Снимает ее мальчишка

С полки в библиотеке!

А вы говорили — бредни!

А вот через тридцать лет…

Пылится в моей передней

Взрослый велосипед.

(«Песня про велосипед»)


Те, кто выбраны, те и судьи?!

Я не выбран. Но я судья!

(«Вот пришли и ко мне седины…»)

Разговор о поэте естественно начинать с вопроса — «откуда он?» Вот как сам А. А. Галич говорит о своих корнях:

«Для меня всегда была, так сказать, троица в русской поэзии, если говорить о современной русской поэзии, то есть поэзии уже нашего времени, уже послеоктябрьской поэзии. Это Мандельштам, Анна Андреевна Ахматова и Пастернак. И ближе всего для меня, пожалуй, Пастернак, хотя я люблю его меньше остальных, меньше Ахматовой и Мандельштама. Но он мне ближе потому, что первым пробивался где-то к уличной, к бытовой, интонации… Именно то, что мне в поэзии наиболее интересно. Его поэзия для меня всегда, знаете, крик о помощи, и я не понимаю, когда начинают кричать какими-то непонятными звуками, и никто на помощь не придет, если ты будешь непонятен. Поэтому эти поиски Пастернаком бытовой интонации, когда в поэзии упоминается уличный язык, бытовой язык, для меня чрезвычайно важны, и я, в общем, считаю себя его учеником, хотя, повторяю, Ахматову и Мандельштама люблю как поэтов не то чтобы больше — тут нет этих степеней — они для меня совершенны, а Пастернак весь в движении. Мне никогда не хочется сделать лучше стихотворение Анны Андреевны или Мандельштама, а у Пастернака много раз хочется что-то переделать». [1]
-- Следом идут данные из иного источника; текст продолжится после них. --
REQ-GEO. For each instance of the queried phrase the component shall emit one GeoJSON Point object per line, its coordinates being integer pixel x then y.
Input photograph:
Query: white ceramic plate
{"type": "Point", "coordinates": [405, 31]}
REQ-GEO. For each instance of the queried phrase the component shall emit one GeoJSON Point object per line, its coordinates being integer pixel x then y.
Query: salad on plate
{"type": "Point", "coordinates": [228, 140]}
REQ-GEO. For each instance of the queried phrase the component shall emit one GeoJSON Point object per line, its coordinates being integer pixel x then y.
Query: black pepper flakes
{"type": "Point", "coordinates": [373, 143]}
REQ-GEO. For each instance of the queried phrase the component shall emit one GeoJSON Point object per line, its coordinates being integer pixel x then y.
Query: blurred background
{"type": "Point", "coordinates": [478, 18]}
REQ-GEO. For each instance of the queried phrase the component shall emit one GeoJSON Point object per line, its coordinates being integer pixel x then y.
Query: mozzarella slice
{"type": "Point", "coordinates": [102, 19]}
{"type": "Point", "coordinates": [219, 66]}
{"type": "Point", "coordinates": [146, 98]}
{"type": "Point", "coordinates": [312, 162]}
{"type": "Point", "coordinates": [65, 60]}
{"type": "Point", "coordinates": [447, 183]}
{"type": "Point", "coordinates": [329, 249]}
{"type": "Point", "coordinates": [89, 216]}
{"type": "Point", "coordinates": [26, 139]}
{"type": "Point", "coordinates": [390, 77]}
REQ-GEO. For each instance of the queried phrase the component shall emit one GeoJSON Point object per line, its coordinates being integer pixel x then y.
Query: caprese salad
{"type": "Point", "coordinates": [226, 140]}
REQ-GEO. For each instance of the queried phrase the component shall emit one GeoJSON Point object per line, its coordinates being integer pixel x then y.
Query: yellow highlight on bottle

Ну, а если не только о XX веке говорить? И бегло проглядев век — уже позапрошлый! — мы натолкнемся на трех любимых поэтов Галича: это Н. А. Некрасов, Василий Курочкин (точнее — переведенный им П. Ж. Беранже) и А. К. Толстой.

С «музой мести и печали» Галича прежде всего роднит сочувствие к человеку, из сочувствия же неминуемо вытекает «гнев праведный» против людей и обстоятельств, давящих и унижающих этого человека. Отсюда весь социальный пафос поэта. Ко многим его произведениям можно было бы поставить эпиграфом блоковские строки:

Презренье созревает гневом,

А зрелость гнева есть мятеж.

А еще та «уличная, бытовая интонация», о которой говорит Галич, которая тоже идет не столько от Пастернака, сколько от Некрасова.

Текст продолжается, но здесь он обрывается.